Analyzing Scraped Data with Kubeflow Notebooks

This guide walks you through the Kernel-Planckster Tutorial Notebook. It aims to provide broader detail on how to view and analyze the scraped data obtained when running the kubeflow pipelines.

Step 1: First, connect to kernel-planckster:

kernel_planckster, protocol, file_repository = setup(
    job_id=job_id,
    logger=logger,
)

Step 2: Verify the existence of scraped data:

source_list = kernel_planckster.list_all_source_data()

There should exist an output that looks like the following:

[

{'created_at': '2024-04-14T23:59:19.083454',
  'updated_at': '2024-04-14T23:59:19.083457',
  'deleted': False,
  'deleted_at': None,
  'id': 1,
  'name': '2023_08_08__2023_08_09',
  'relative_path': 'sentinel/test/1/true_color/2023_08_08__2023_08_09.png',
  'type': 'png',
  'protocol': 's3',
  'status': 'available'
},
  
{
  "created_at": "2024-04-15T04:35:20.736662",
  "updated_at": "2024-04-15T04:35:20.736667",
  "deleted": false,
  "deleted_at": null,
  "id": 130,
  "name": "2023_August_23",
  "relative_path": "augmented/by_date/2023_August_23.json",
  "type": "json",
  "protocol": "s3",
  "status": "available"
},

{

...

}

Note the mix of scraped and augmented data that is pulled.

Step 3: Download all of the data sources deemed relevant to a local folder in the Kubeflow Notebook

work_dir = "./.tmp"
for source in source_list:
    download_source_if_relevant(source, job_id, tracer_id, scraped_data_repository, work_dir)

Where download_source_if_relevant is a function that calls:

signed_url = kernel_planckster.download_from_signed_url(source) 
file_repository.public_download(signed_url=signed_url, file_path="./LOCAL_DIRECTORY/some_file_name.format")

Or, use the utility functions in scraped_data_repository.py that take care of file naming, formatting, and saving:

scraped_data_repository.download_img(source, job_id, path)
scraped_data_repository.download_json(source, job_id, path)
etc.

Step 4: After saving all relevant data, perform the desired vizualizations:

Note: visualizations require having matched satellite and social media data. This type of augmentation is usually performed by an Augmentation Repository, but in case it has not, one can use the following code:

# load tweets (or any kind of scraped social media) data that is relevant to the particular usecase (wildfires/disaster)

twitter_df = pd.read_json(f'{work_dir}/twitter_augment/data.json', orient="index")
telegram_df = pd.read_json(f'{work_dir}/telegram_augment/data.json', orient="index")
sentinel_dir = os.path.join(work_dir, "wildfire_coords")
    
# load wildfire (or any kind of disaster) data
for wildifre_coords_json_file_path in os.listdir(sentinel_dir):
    data = []
    sentinel_df= pd.read_json(os.path.join(sentinel_dir,wildifre_coords_json_file_path), orient="index")
    for index, row in sentinel_df.iloc[0:].iterrows():
        lattitude = row['latitude']
        longitude = row['longitude']
        status = row['status']
                                                    #title tweet location
        data.append([status, lattitude, longitude, "n/a", "n/a", "n/a" ])
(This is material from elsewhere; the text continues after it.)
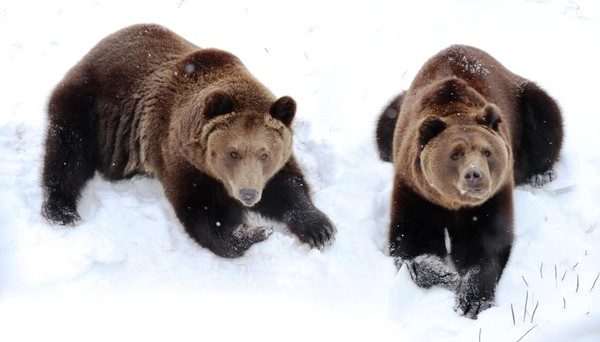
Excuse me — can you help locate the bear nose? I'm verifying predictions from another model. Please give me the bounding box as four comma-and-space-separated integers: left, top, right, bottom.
464, 167, 483, 187
240, 189, 258, 204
# perform matching of satellite image disaster dates with tweets
underscore_date=wildifre_coords_json_file_path[:wildifre_coords_json_file_path.index("__")]
    split_date = underscore_date.split("_")
    sat_image_year = split_date[0]; sat_image_month = key[split_date[1]]; sat_image_day = split_date[2]
    
    
    matches_found_twitter = 0
    for index, row in twitter_df.iloc[0:].iterrows():
        tweet_title = row['Title']
        tweet_tweet = row['Tweet']
        tweet_location = row['Extracted_Location']
        tweet_latitude = row['Resolved_Latitude']
        tweet_longitude = row['Resolved_Longitude']
        tweet_month = row['Month']
        tweet_day = row['Day']
        tweet_year = row['Year']
        tweet_disaster_type = row['Disaster_Type']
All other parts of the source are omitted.